Our objective is to approximate the behavior of the target LLM before any fine-tuning when provided with the full uncompressed context ([fig:arch:regular95llm]). We consider this LLM as the teacher model within a knowledge distillation framework. Each training instance consists of a context \(T\), a prompt \(P\), and a ground-truth answer \(A= (a_1,\ldots,a_m)\). For each answer position \(i = 1,\dots,m\), the teacher defines the distribution \(q(\cdot \mid T, P, A_{<i})\), where \(A_{<i} = (a_1,\ldots,a_{i-1})\) denotes the gold prefix of the answer. The compressor produces a compressed representation \(f_c(T,r)\), which is passed to the fine-tuned decoder together with \((P, A_{<i})\), yielding the student distribution \(p_\theta(\cdot \mid f_c(T,r), P, A_{<i})\). This combined encoder-decoder model is the student.

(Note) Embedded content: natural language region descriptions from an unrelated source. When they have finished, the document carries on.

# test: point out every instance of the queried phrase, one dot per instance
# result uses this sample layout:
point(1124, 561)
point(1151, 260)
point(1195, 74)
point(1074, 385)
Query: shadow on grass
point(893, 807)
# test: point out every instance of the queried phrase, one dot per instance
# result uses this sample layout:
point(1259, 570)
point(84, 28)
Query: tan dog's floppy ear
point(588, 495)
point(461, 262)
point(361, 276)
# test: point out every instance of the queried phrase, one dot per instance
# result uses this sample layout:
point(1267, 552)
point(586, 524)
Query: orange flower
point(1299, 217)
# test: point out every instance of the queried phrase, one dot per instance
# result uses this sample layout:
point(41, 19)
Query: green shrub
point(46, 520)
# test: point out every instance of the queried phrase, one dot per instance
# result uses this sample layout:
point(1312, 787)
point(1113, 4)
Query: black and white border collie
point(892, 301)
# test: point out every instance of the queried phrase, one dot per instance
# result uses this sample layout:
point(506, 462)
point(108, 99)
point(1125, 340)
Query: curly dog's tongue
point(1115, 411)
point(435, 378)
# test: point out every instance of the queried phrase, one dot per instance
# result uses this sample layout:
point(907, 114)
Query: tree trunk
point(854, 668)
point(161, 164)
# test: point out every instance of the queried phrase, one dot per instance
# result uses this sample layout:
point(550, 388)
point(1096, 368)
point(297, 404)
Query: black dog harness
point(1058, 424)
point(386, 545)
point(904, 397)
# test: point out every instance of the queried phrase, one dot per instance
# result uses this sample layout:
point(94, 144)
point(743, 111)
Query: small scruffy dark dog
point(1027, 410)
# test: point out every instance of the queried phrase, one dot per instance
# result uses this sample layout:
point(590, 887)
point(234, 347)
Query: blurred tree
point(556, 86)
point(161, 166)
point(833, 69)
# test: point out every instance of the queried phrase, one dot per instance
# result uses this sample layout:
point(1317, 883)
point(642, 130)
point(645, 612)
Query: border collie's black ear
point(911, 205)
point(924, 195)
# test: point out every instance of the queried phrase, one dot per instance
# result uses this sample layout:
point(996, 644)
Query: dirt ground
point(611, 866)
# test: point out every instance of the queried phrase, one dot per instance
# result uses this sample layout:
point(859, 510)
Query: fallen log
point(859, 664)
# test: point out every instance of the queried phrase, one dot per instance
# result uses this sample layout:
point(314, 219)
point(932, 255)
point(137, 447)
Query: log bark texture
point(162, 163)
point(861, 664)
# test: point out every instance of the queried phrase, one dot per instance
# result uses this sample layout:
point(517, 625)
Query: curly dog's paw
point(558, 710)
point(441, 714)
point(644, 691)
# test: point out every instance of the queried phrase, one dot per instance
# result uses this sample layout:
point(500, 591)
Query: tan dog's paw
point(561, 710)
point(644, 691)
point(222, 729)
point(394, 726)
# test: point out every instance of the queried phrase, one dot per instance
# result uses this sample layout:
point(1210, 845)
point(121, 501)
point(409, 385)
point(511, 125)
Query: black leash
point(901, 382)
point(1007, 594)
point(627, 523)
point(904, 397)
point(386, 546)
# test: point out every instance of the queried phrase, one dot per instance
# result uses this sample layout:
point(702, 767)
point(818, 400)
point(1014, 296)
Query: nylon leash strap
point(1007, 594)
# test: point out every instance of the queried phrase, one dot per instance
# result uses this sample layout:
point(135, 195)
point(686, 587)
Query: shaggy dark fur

For a single compression ratio \(r\), the distillation loss is the token-level KL divergence between the teacher and student distributions: \[\mathcal{L}_{\text{KD}}(T,P,A; r) \;=\; \sum_{i=1}^m \mathrm{KL}\!\left( q(\cdot \mid T,P,A_{<i}) \;\|\; p_\theta(\cdot \mid f_c(T,r),P,A_{<i}) \right)\;\;.\]

We propose a unified training strategy in which a single compressor is trained to handle multiple ratios simultaneously. This is in contrast to most previous work, where a separate model is trained for each compression ratio. We generate compressed representations for all ratios \(r \in \mathcal{R}\) for each training instance. Each compressed representation is passed independently to the decoder, and the corresponding losses are computed. The final objective for one training instance is obtained by summing across the ratios: \[\mathcal{L}_{\text{multi}}(T,P,A) \;=\; \sum_{r\in \mathcal{R}} \mathcal{L}_{\text{KD}}(T,P,A; r)\;\;.\]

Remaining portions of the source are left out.